Friday, November 10, 2006

Nobody speaks for Canada, apparently

This is unsettling:
MONTREAL—Prime Minister Stephen Harper is discreetly sounding out some provincial premiers about setting formal limits on Ottawa's powers, even if it means possibly reopening the Constitution, sources say.

While discussions are at a preliminary stage, officials in Ottawa and several provinces suggested constraints on the federal spending power could eventually take the form of a constitutional amendment explicitly restricting Ottawa to its own areas of exclusive jurisdiction — a move that would reshape federal-provincial relations.

Under the Constitution, provinces have jurisdiction over areas such as education, social programs, municipalities and health, whereas federal responsibilities include foreign affairs, fisheries, defence and employment insurance, for instance.
There's no major national leader in this country, it seems, who actually thinks a) our constitution works as is, and b) the provinces have enough money and power for now, or even too much. You've got the Liberals, whose leading candidate for leader thinks the separatists can be appeased short of their stated goal, and you've got the Conservatives, who so wish to see the end of a "big government" in Canada (that never existed anyway) that they're willing to permanently cripple the government to do so. I should say that here I part ways with the NDP's view on national unity, which concedes far, far too much rhetorical ground to the separatists in Quebec in my view. The Bloc Quebecois is at least honest about wanting to upend this country.

Not a single party in our national Parliament actually seems to believe, deep in their hearts, that they represent a nation worth defending.

The upsetting thing about this particular instance is that, despite being a minority government, the Conservatives could easily pass this kind of measure with the Bloc's support, and then it's up to the Provinces to beat it. With a decent interval, I can see the east coast provinces eventually voting against this, and maybe - maybe! - Ontario. But I'm frankly not that sure of anything.

In Japan, the Constitution can only be amended with a national referendum. Something we might want to consider here - keep the provincial quotas, but take it out of the hands of the provincial legislatures. Trudeau originally threatened to go past the Provinces and take the Charter straight to a referendum. He almost certainly would have won, including in Quebec. Instead - and this is the only time I'll say this about Trudeau - he chickened out and kept the Provinces on his side.

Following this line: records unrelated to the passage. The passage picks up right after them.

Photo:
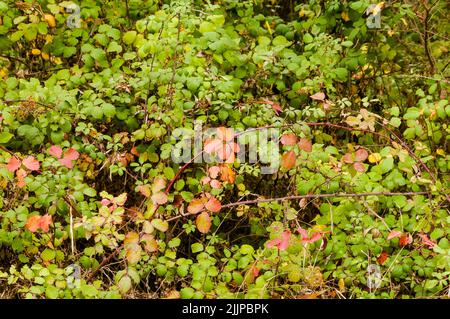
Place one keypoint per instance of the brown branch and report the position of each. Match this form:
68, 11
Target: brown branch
313, 196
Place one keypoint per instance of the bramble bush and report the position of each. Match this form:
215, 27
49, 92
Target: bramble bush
100, 100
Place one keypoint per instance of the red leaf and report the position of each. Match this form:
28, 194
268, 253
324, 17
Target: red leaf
215, 184
45, 222
394, 234
405, 240
318, 96
426, 241
225, 134
288, 160
214, 171
13, 164
359, 167
33, 223
71, 154
382, 258
196, 205
55, 150
361, 155
305, 145
213, 205
288, 139
31, 163
282, 242
347, 158
212, 146
203, 222
285, 237
20, 174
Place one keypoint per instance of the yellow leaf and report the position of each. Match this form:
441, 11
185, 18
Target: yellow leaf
374, 158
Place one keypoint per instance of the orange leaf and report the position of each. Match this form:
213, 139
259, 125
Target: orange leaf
213, 205
144, 190
227, 174
13, 164
394, 234
55, 150
33, 223
359, 167
196, 205
20, 174
361, 155
382, 258
214, 171
45, 222
288, 160
159, 198
31, 163
225, 134
212, 146
318, 96
203, 222
305, 145
405, 239
347, 158
288, 139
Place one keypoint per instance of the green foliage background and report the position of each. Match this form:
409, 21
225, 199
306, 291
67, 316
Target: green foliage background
117, 86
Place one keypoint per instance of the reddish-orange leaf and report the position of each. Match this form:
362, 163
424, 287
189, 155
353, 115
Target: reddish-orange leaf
305, 145
382, 258
13, 164
203, 222
213, 205
359, 167
33, 223
31, 163
55, 150
288, 139
225, 134
361, 155
288, 160
318, 96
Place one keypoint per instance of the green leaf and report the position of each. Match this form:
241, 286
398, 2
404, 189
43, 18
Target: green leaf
5, 137
196, 247
90, 192
48, 254
124, 284
51, 292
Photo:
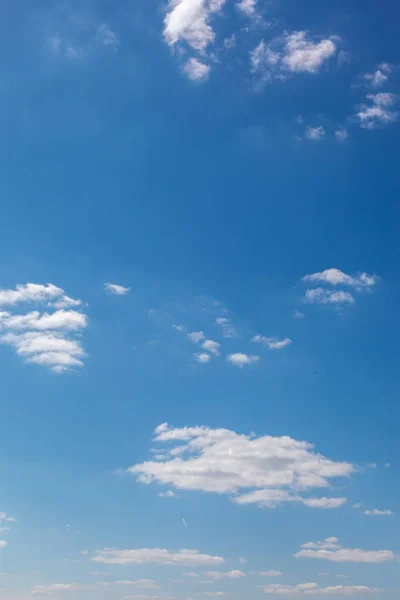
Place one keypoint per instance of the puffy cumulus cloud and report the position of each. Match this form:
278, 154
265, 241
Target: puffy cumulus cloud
321, 296
313, 589
330, 549
337, 277
239, 359
118, 290
263, 470
379, 111
378, 513
378, 77
272, 343
155, 556
46, 338
196, 70
228, 330
315, 133
189, 21
292, 53
235, 574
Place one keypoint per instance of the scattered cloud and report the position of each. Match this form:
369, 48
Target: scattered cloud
225, 574
118, 290
293, 52
203, 357
376, 512
315, 133
273, 469
379, 77
46, 338
379, 111
155, 556
341, 134
272, 343
196, 70
337, 277
228, 330
330, 550
321, 296
240, 360
313, 589
211, 346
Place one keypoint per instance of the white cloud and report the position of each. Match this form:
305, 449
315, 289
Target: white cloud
272, 470
228, 330
321, 296
196, 336
378, 112
168, 494
211, 346
248, 7
380, 76
324, 502
155, 556
189, 21
107, 37
315, 133
292, 53
313, 589
376, 512
272, 343
203, 357
196, 70
331, 550
239, 359
337, 277
225, 574
43, 338
341, 134
118, 290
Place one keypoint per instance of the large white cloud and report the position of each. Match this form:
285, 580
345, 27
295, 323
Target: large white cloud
45, 338
330, 549
189, 558
264, 470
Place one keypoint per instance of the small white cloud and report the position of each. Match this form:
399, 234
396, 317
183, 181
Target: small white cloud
211, 346
315, 133
341, 134
196, 70
248, 7
378, 112
240, 360
203, 357
320, 296
313, 589
331, 550
168, 494
155, 556
337, 277
272, 343
118, 290
376, 512
380, 76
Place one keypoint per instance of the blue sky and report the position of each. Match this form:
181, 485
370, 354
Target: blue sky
199, 300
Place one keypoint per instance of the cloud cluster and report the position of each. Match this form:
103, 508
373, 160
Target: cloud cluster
189, 558
336, 277
330, 549
44, 338
266, 470
313, 589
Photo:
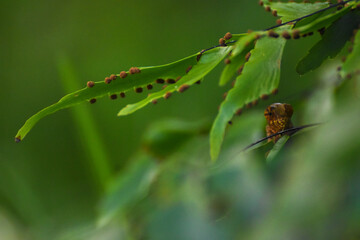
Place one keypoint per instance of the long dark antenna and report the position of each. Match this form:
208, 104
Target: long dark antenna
290, 130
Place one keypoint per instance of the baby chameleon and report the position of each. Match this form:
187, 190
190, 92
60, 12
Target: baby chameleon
278, 117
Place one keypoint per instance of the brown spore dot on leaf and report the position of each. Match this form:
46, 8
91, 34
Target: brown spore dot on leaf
170, 81
238, 112
222, 41
275, 91
167, 95
90, 84
224, 95
296, 34
112, 76
107, 80
183, 88
272, 33
241, 68
123, 74
160, 81
264, 97
248, 55
134, 70
322, 31
188, 69
199, 56
286, 35
138, 90
228, 36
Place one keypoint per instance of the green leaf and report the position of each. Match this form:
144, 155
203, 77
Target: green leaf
331, 44
352, 63
277, 148
260, 76
208, 61
166, 137
236, 61
292, 10
147, 76
98, 159
128, 188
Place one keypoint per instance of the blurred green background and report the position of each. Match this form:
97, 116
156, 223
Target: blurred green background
47, 182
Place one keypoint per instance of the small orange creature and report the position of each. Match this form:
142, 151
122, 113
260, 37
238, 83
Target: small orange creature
278, 117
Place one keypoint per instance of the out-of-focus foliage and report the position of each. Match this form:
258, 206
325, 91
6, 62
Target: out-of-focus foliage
151, 177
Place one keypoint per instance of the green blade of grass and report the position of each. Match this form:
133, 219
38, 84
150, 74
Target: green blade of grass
88, 134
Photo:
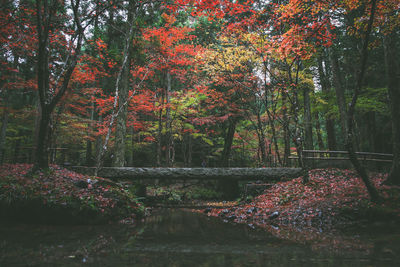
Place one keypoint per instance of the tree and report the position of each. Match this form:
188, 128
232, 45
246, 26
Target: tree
52, 81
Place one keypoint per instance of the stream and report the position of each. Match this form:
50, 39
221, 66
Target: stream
171, 237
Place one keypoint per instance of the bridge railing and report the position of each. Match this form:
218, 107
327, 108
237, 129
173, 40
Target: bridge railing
312, 158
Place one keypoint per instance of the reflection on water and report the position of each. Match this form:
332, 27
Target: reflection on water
178, 238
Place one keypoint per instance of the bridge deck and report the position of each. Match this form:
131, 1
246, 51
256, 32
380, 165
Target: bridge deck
192, 173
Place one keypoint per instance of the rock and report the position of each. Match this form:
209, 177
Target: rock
251, 210
274, 215
231, 217
207, 210
81, 184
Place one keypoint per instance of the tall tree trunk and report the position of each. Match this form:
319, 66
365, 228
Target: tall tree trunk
286, 133
226, 153
261, 140
89, 147
228, 187
321, 145
168, 130
118, 105
393, 84
41, 143
120, 129
375, 197
3, 131
159, 133
308, 140
131, 155
329, 122
340, 92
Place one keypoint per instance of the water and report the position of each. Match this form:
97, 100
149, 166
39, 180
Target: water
181, 238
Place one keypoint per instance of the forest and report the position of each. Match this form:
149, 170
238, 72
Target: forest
186, 83
261, 85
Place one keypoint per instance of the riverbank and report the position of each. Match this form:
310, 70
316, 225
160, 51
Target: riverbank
333, 201
61, 196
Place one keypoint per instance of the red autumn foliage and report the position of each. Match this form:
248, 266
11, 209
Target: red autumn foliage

Historians hate counterfactuals, but I think it's a fair bet we'd have a much, much less acrimonious history of the last quarter-century if the Charter and Constitution had the imprimatur of a referendum victory - across the country, and in Quebec especially - for popular legitimacy.


Altavistagoogle said...

You can have your ONE Country adminsitered out of Ottawa when Quebec is a country. In the mean time, it is a federation.

john said...

Hm? I don't believe I ever said I wanted a unitary state. Indeed, I've said repeatedly and vocally that I'm a big believer in federalism, on both pragmatic and idealistic grounds. Believing that Ottawa should be stronger does not equal a belief that Ottawa should be all-powerful.

And frankly I'm not sure what I wrote that would give you any other impression. Unless of course you think it's unreasonable to say that constitutional amendments should be ratified by all Canadians, instead of narrow-minded provincial elites (I include all the past governments of Ontario, lest you think otherwise.)

The point is not that Ottawa alone has the right to speak for Canada, but that the Provinces alone don't have that right, either. Harper and the Bloc - and too many others, it seems - think that the Provinces are the basic unit of federation, whereas I think it's the actual Canadian people. Silly me, I know.